Stories of refugees and immigrants are all over the news these days. But mostly they’re about numbers and policy while the people are faceless and nameless. What this gritty documentary does is put names and faces on a family who are forced to flee their home and navigate the horrid landscape of the refugee system to find a safe place. Shot entirely on their smart phones, it’s the story of Hassan Fazili, an Afghan filmmaker who was marked for death by the Taliban and escaped with his family, crossing border after border to find a home in Europe. It’s a day by day chronicle of what a family has to endure to satisfy the requirements of various immigration systems. From leaving Afghanistan to finally getting asylum in Germany, they filmed themselves for almost two full years on their 3,500-mile journey.

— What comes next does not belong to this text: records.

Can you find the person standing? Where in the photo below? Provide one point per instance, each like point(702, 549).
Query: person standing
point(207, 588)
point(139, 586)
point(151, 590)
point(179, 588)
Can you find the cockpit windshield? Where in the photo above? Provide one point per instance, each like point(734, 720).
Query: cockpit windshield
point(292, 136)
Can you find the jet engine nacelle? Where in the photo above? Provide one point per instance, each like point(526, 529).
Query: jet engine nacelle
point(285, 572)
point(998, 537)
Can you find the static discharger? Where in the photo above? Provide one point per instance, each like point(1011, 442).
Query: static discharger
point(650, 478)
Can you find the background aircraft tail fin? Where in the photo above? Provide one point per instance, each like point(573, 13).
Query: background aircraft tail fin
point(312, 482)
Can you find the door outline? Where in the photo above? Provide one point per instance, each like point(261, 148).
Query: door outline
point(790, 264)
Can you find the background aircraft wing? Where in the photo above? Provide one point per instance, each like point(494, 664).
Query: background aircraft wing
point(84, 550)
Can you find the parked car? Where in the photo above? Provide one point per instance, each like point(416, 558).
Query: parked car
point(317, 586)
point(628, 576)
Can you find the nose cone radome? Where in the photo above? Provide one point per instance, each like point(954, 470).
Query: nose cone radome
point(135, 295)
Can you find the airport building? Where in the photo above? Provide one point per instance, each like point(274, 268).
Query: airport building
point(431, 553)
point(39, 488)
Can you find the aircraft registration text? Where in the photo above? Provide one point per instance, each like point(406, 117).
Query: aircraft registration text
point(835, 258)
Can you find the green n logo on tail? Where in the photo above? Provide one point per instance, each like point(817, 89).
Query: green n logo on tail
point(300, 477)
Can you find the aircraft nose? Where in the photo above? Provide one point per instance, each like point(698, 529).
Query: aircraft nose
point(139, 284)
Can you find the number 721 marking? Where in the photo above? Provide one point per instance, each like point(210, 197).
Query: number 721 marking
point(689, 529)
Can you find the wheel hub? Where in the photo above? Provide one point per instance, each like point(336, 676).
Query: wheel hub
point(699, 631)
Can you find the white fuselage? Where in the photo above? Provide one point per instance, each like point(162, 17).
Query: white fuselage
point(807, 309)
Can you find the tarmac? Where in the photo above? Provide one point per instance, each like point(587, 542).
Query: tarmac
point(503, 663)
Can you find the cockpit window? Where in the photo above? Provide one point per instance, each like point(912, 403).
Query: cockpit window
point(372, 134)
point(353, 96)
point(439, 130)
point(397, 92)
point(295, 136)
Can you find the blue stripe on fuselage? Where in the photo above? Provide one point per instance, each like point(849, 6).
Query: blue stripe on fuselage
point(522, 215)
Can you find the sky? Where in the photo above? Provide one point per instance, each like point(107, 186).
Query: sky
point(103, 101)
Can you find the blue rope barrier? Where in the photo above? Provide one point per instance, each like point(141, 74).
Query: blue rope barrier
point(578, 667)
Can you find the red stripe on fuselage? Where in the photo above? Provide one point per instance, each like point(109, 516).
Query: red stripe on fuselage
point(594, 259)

What keeps you watching is the toll it takes on the two young daughters and the mother Fatima Hussaini (also a filmmaker), but also their moments of being a normal family and enjoying one another, learning to ride a bike and having a snowball fight. As they pass from one temporary home to another, the kids make friends and play, as the mother finds ways to make the place feel like home, only to pack it all up and trek through the forest at night to the next way station. It’s a personal story, but probably very universal in the ways that families of refugees and immigrants have to handle the stress of being alone out in the wide world, only yearning to find that final place they can again call home.

You fall in love with the two girls and hope they find a place to flourish. And the crushing weight of their predicament is always on the mother’s face. Dad is hiding behind the camera, but his voice is ever present and his editing choices tell of his perspective on their stateless existence. For being shot on cell phones it is extremely visual. This is one to look for when it streams. I’m not sure it will change anyone’s mind about the refugee crisis, but it’s a well told story.